Die besagten Uniformteile waren schon ein Jahr vor Heß‘ Tod im Spandauer Kriegsverbrechergefängnis verschwunden. Der Angeklagte erklärte gestern vor Gericht, daß er mit dem unmittelbaren Diebstahl nichts zu tun habe. Er habe die Sachen vielmehr in einem blauen Müllbeutel in einem Lagerraum des Gefängnisses „gefunden“. Erst nach Heß‘ Tod habe er versucht, sie zu Geld zu machen. Weil ihm das Angebot von 10.000 Pfund eines Londoner Auktionshauses zu wenig gewesen sei, habe er sich an Wolf-Rüdiger Heß gewandt. Nach mehreren Telefongesprächen sei er sich „ganz sicher gewesen, daß alles klappen“ werde.

Die Verteidigung befand, daß der Angeklagte nicht wegen versuchter Erpressung verurteilt werden könne, weil die Gegenstände nicht das Eigentum von Heß, sondern des „ehemaligen deutschen Reiches oder des Nachfolgestaats oder der Alliierten“ seien.
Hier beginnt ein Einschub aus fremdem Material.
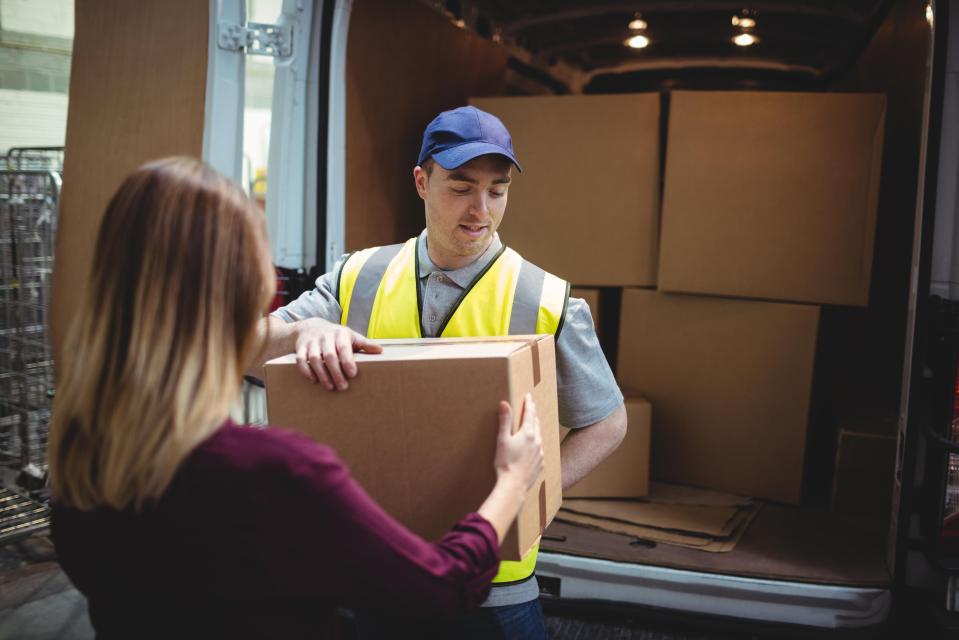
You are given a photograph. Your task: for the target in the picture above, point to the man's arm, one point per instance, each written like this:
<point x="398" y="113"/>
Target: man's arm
<point x="587" y="392"/>
<point x="324" y="349"/>
<point x="584" y="448"/>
Das Gericht hielt die Eigentumsfrage hingegen für „unbeachtlich“. Die Drohung, die Sachen bei Nichtzahlung in Amerika zu verkaufen, stelle eine versuchte Erpressung dar: „Dem Sohn mußte es peinlich sein“, daß mit den persönlichen Dingen seines Vaters auf dem allgemeinen Markt „der neonazistische Kult“ gefördert werden könne.